Food intake (eating) is a form of behavior that is subject to conscious control. In practice, many obese and weight-gaining individuals claim that their eating is out of (their) control. Mechanistic models describe the interplay of biological and environmental forces that control food intake. However, because human food intake is characterized by individuals intervening to adjust their own patterns of behavior, food intake should reflect interactions among biology, environment, and attempted self-imposed control of behavior.
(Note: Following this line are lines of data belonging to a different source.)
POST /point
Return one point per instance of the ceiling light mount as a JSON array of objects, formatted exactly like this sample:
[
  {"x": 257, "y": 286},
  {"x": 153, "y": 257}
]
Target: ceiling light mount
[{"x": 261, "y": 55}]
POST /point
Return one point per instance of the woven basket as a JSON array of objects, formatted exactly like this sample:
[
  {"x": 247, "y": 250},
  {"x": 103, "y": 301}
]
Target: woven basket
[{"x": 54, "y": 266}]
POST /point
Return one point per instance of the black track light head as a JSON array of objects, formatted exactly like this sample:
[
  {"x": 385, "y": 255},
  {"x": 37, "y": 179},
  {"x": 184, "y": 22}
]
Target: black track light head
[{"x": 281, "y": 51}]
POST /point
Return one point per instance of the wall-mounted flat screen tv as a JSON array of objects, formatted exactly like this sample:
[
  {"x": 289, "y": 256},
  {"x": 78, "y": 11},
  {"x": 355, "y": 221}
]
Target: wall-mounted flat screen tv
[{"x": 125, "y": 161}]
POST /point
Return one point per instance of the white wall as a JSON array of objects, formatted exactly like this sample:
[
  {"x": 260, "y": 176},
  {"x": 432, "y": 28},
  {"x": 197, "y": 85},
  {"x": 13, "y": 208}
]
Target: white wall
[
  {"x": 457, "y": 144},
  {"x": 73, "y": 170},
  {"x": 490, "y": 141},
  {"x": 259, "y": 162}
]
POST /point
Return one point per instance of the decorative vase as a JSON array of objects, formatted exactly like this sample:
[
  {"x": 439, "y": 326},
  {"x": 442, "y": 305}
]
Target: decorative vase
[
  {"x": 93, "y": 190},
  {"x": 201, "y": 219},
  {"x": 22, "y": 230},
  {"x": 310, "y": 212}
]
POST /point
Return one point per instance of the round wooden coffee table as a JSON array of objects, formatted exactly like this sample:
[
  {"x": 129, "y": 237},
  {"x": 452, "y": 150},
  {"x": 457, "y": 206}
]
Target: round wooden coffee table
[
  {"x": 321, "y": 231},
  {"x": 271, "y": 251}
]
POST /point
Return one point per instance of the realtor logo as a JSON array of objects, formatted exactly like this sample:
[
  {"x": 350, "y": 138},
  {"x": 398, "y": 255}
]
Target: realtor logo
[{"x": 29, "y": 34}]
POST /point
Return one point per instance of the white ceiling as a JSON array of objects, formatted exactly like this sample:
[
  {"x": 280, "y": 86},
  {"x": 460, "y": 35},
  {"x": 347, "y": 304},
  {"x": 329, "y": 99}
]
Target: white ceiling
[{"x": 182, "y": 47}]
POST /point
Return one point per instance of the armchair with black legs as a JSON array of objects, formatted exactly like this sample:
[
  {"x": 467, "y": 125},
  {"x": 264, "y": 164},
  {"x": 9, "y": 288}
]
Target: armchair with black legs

In general, humans display a system of weight regulation that is asymmetrical--a reduction in body weight is strongly defended but weight gain is not. The body seems to tolerate a positive energy balance. There is no mechanism that can detect a positive energy balance per se or that can implement a sufficiently strong correction to behavior to maintain body weight in an environment that promotes consumption. The evolutionary process has favored biological traits associated with preferences for high energy density (sweet and/or fatty) energy-yielding foods. The control of food intake in obese or weight-gaining individuals may display various risk factors that favor an increase in energy. These include the preference for high energy-dense over low energy-dense foods, weak postprandial inhibitory signaling, strong hunger traits associated with low leptin levels after weight loss, and the consumption of fatty foods. In addition, many individuals (up to 47% of some samples) display binge eating patterns, whereas approximately 16% show either night eating or nocturnal eating. Because energy expenditure is only loosely coupled to energy intake, sedentariness does not down-regulate food intake.